土曜日に書くのは久しぶり・・・かな

 休みの日はほとんど書かないのですがね。
 もうすぐ読み終わるもの。

メッテルニヒ

メッテルニヒ

 ジャーナリストだった人の手になる文章・・・ですが、やや読みにくい。これは年代的なものなのか?自分の好き嫌い、単純な好みがあらわになっていて、いいのかな?とか思うし、同じ趣旨の文章が何度も出てくる。あんまりいい文章とは思えない。
 しかし、『保守反動』という言葉で表現されるナポレオン戦争後のヨーロッパを、自由や平等を求める声を弾圧し続けた厳しく、古めかしく、頭ガチガチの頑固親父というイメージは完全に間違っているというのは楽しかったです。
 メッテルニヒの出身は意外にもオーストリアではなくライン川沿いの、つまりかなり開放的なドイツ。社交的でタレイランに近い人物像。典型的な十八世紀貴族で、社交的で教養が深く、ドイツ語、フランス語、英語、スラブ語、イタリア語などなどを操り、背が高く、美男子で、頭の回転が速く、理性的で、戦争と暴動が嫌い。
 フランス革命と遭遇したのは二十代の学生時代だったようですが、彼が目にした『革命』とは暴動と恐怖政治でした。だから『革命』や旧来の秩序を乱すものを嫌いました。
 しかしかといって抑圧的な性格ではなく、ナポレオン戦争後のヨーロッパの平和と秩序の再構築を目指し、場合によっては諸民族の自治を大幅に認めて緩やかな、連邦制のようなヨーロッパ機構を模索していたようです。今のEUのように。
 だが時代は保守反動。彼を信頼し、彼を引き立てたハプスブルグのフランツ帝からして支配領域の少数民族自治など認める事はできないという感じ。君主制を奉じるメッテルニヒはそんな皇帝に逆らう事はできず、陰口を叩くぐらいが関の山。そして民衆にとっては憎むべき象徴としてメッテルニヒは祭り上げられていく・・・。
 勢力均衡による平和秩序への模索は、何もメッテルニヒの始めた事ではないのですが、単なる懐古主義者ではなく、国際会議の場で諸問題を解決し、戦争というものを極力排除しようとしたところが評価されるべきなのでしょう。
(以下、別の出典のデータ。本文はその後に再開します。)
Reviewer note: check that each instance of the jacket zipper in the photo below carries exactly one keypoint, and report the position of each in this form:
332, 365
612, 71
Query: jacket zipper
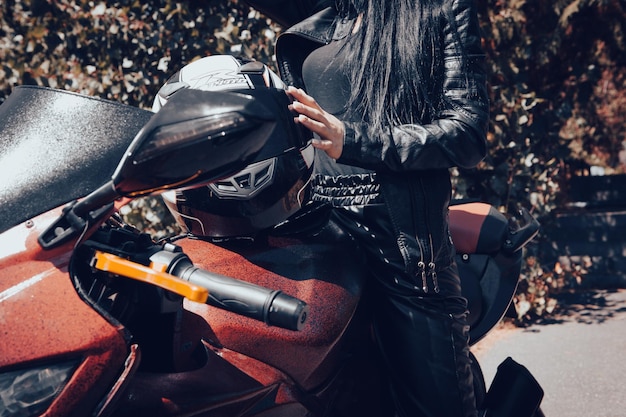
429, 269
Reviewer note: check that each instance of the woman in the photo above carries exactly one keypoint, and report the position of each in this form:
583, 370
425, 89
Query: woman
396, 95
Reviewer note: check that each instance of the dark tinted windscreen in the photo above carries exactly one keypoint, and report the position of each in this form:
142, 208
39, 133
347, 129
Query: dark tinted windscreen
57, 146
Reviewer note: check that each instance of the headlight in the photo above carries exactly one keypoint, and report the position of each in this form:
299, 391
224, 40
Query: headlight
29, 392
彼が始めた体制は、プロイセン・ドイツの台頭による2つの戦争(普墺戦争普仏戦争)が例外的に起こったものの、全ヨーロッパを巻き込む大規模戦争は第一次世界大戦までヨーロッパに曲がりなりにも平和をもたらしたのでした。
 その意味では積極的に評価すべき人物なのでしょうね。
 しかし、メッテルニヒも人物としてのナポレオンは好きだったのかー・・・ただ全ての力の源泉を戦争に求めるナポレオンの発想だけは危険視し、軽蔑していたようですが。なかなか複雑だねぇ。